Mid-Continent Railway Museum’s restoration of Chicago & North Western #1385 was recently named one of the winners of the first ever round of grants offered by the John H. Emery Rail Heritage Trust. The grant gives the C&NW 1385 project a $10,000 boost toward the production of a new boiler. A new boiler is major component of the 1907 locomotive’s overhaul to make it steam-worthy well into the 21st century.
Sometimes referred to as Mid-Continent’s “ambassador of steam,” the C&NW #1385 was the first steam locomotive ever operated by Mid-Continent Railway Museum in 1963. In the 1980s it was used by the Chicago & North Western Railway as their goodwill ambassador to the public, traveling extensively on the C&NW network and bringing operating railroad history to many thousands of people in their hometowns.

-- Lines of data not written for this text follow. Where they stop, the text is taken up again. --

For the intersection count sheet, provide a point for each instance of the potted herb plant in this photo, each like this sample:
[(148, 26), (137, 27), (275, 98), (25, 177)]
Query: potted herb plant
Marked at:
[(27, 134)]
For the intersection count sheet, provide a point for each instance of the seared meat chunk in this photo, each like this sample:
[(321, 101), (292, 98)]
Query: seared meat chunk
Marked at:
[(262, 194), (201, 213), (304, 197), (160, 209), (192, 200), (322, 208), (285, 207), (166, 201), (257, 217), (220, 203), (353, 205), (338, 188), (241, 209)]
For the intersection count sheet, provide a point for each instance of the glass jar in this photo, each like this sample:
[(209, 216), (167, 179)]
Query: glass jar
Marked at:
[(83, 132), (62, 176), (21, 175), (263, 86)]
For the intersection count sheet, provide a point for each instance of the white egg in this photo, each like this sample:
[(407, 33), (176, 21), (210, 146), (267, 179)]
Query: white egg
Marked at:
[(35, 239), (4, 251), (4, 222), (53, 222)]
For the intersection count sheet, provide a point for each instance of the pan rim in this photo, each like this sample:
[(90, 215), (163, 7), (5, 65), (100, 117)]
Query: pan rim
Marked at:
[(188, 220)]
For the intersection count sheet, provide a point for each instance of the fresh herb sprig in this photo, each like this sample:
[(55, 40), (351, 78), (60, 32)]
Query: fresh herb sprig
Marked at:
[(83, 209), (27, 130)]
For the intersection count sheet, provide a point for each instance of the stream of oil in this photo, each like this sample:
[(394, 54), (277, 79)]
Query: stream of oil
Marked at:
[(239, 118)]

At Mid-Continent Railway Museum’s North Freedom, Wisconsin location, the locomotive was often seen in service pulling museum visitors up and down the former C&NW branch line which Mid-Continent calls home.
These past achievements and future plans for the locomotive fit perfectly within the goals of the John H. Emery Rail Heritage Trust. Among the criteria Mr. Emery established for the Trust were:
- To help re-create and preserve, to the extent possible, the rail passenger travel experience as it was in the U. S. from approximately 1920 through 1960.
- To preserve and restore to working order rolling stock and other working artifacts from the “Golden Age” of the U.S. rail passenger service.
- The emphasis shall be on organizations that offer the general public an opportunity to ride historically significant equipment over historic rail lines. The Trust may, however, support organizations that would use modern equipment to restore passenger service over historic rails, or to build new rails on which to operate historic equipment in passenger service.
John Emery, a native of Chicago and lover of classic passenger trains, founded the Trust as way to support ongoing efforts to preserve examples of America’s great passenger trains. Emery was a world traveler, visiting over 125 nations. As an avid railway buff both abroad and in the U.S., John rode the rails as often as possible. Utilizing his talents as a businessman, investor, and accomplished writer, he grew to become a great philanthropist, sharing his success through multiple foundations. Emery passed away peacefully in 2012 at the age of 75. Now his legacy lives on through the foundations he established and the Advisory Committee now appointed to continue his philanthropy.
In all, 11 grants totaling $162,500 were awarded in this first series offered by the Emery Rail Heritage Trust. Grant winners spanned the country from Tennessee to New England, New Mexico to Michigan. Among the grant winners were several other steam locomotive restorations, rolling stock, and infrastructure projects.